I tried using other functions like c() for creating subsets but I need something efficient and apparently := should do the job for me. With the subset function, I have a lot of intermediate data frames which are of course unnecessary.

#preprocessing steps for getting rid of the null values rows 
df_data[Quantity<=0,Quantity:=NA]
df_data[UnitPrice<=0,UnitPrice:=NA]
df_data <- na.omit(df_data)

(from the console):

> df_data[Quantity<=0,Quantity:=NA]
Error in `:=`(Quantity, NA) : 
 Check that is.data.table(DT) == TRUE. Otherwise, := and `:=`(...) are defined for use in j, once only and in particular ways.

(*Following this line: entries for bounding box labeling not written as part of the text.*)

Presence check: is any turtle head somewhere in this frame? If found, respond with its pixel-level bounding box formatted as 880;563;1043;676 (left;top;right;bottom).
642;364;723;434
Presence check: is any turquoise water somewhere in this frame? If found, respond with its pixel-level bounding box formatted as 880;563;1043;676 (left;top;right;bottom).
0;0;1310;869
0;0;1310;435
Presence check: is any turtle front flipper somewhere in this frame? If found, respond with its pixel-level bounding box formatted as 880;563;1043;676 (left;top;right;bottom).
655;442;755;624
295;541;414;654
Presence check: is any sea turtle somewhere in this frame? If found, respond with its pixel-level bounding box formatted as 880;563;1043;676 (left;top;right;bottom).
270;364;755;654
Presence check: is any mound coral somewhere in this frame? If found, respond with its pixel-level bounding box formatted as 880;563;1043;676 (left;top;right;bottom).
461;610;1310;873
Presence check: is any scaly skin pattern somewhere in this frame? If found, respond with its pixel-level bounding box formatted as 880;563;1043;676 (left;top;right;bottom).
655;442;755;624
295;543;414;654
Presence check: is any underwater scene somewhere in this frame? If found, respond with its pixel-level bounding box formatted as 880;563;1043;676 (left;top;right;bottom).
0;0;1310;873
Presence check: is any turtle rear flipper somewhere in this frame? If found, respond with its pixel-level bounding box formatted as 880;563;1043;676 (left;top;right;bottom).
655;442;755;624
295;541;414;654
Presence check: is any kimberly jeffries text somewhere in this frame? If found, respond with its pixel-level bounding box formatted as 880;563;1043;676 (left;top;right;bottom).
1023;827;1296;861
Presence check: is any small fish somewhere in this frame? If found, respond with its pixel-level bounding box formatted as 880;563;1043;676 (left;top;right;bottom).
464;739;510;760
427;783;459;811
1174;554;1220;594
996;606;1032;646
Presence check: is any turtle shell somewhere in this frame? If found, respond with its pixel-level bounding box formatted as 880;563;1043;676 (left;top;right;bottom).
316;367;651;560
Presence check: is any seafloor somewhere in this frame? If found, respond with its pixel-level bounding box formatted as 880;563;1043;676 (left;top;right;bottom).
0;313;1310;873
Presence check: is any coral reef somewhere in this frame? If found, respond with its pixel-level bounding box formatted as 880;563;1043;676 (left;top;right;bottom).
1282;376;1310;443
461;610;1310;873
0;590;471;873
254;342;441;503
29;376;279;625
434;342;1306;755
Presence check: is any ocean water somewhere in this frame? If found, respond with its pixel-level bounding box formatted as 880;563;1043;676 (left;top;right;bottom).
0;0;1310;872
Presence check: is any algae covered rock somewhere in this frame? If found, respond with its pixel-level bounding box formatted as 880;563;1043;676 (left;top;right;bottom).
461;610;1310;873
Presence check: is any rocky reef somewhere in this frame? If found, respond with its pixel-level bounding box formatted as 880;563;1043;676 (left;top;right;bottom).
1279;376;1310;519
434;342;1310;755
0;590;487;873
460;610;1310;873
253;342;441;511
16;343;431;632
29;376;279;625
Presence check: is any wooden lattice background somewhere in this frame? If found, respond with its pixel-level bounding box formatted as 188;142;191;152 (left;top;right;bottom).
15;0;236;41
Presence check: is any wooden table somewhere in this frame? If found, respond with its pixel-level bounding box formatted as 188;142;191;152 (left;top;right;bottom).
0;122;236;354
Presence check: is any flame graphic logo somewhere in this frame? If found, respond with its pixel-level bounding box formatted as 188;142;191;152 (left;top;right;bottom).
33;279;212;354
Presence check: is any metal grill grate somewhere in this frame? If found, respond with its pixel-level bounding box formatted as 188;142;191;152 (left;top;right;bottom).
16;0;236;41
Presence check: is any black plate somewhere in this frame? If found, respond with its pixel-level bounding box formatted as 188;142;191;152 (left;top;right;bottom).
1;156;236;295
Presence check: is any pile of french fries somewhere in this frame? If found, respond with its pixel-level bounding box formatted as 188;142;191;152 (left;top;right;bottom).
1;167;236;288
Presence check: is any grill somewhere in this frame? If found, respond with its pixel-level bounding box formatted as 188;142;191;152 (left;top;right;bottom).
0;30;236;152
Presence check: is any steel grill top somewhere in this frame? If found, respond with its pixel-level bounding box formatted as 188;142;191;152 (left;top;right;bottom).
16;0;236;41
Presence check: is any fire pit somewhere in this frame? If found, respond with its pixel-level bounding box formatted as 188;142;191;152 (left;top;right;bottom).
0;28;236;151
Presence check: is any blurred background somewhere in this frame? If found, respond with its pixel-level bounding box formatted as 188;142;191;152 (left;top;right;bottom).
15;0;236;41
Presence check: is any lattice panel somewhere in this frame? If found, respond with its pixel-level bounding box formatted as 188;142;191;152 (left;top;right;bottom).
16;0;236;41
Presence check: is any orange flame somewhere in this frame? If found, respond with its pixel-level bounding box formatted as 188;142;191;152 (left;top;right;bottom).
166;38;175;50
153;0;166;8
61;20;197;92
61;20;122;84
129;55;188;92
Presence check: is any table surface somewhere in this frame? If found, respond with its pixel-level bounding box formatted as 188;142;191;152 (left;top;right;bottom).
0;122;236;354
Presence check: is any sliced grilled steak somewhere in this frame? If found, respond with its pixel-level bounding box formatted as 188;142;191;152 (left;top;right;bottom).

See help(":=").
moodymudskipper
  • 46,417
  • 11
  • 121
  • 167
Maleeha
  • 23
  • 1
  • 3
  • 3
    Maleeha, you need to prove that `df_data` is indeed a `data.table`. @JamesBonkowski's answer shows that the code works fine when it is a `data.table`, and it mimics the error you have when it is *not* a `data.table`. (The fact that your "answer" using `data.table::fread` fixed the problem further suggests that it was not a `data.table`. However you read it in previously, consider doing `setDT(df_data)` before attempting any of this code.) – r2evans Jun 24 '19 at 22:45

2 Answers2

4

:= only works in data.tables

This should work

df_data <- data.table(Quantity = -5:5)
df_data[Quantity<=0,Quantity:=NA]
na.omit(df_data)

This will produce the error

df_data <- data.frame(Quantity = -5:5)
df_data[Quantity<=0,Quantity:=NA]
na.omit(df_data)

That said if you're just filtering out values less than 0 you could do

df_data <- df_data[Quantity > 0 & UnitPrice > 0]
James B
  • 474
  • 2
  • 10
  • Thanks. But I want to get rid of the rows where the value is negative or NA. The code above is giving me a dataset with just one column (Quantity-with no negative values but with NAs) which is something I don't want. Thoughts? – Maleeha Jun 24 '19 at 21:30
  • df_data <- df_data[Quantity > 0 & UnitPrice > 0 & !is.na(Quantity) & !is.na(UnitPrice) ] – James B Jun 24 '19 at 23:22
-3

Fixed the problem now by using fread instead of read.csv while loading the dataset and it works with the := function.

Also, here, posting a useful link for understanding fread and read.csv:

Reason behind speed of fread in data.table package in R

Maleeha
  • 23
  • 1
  • 3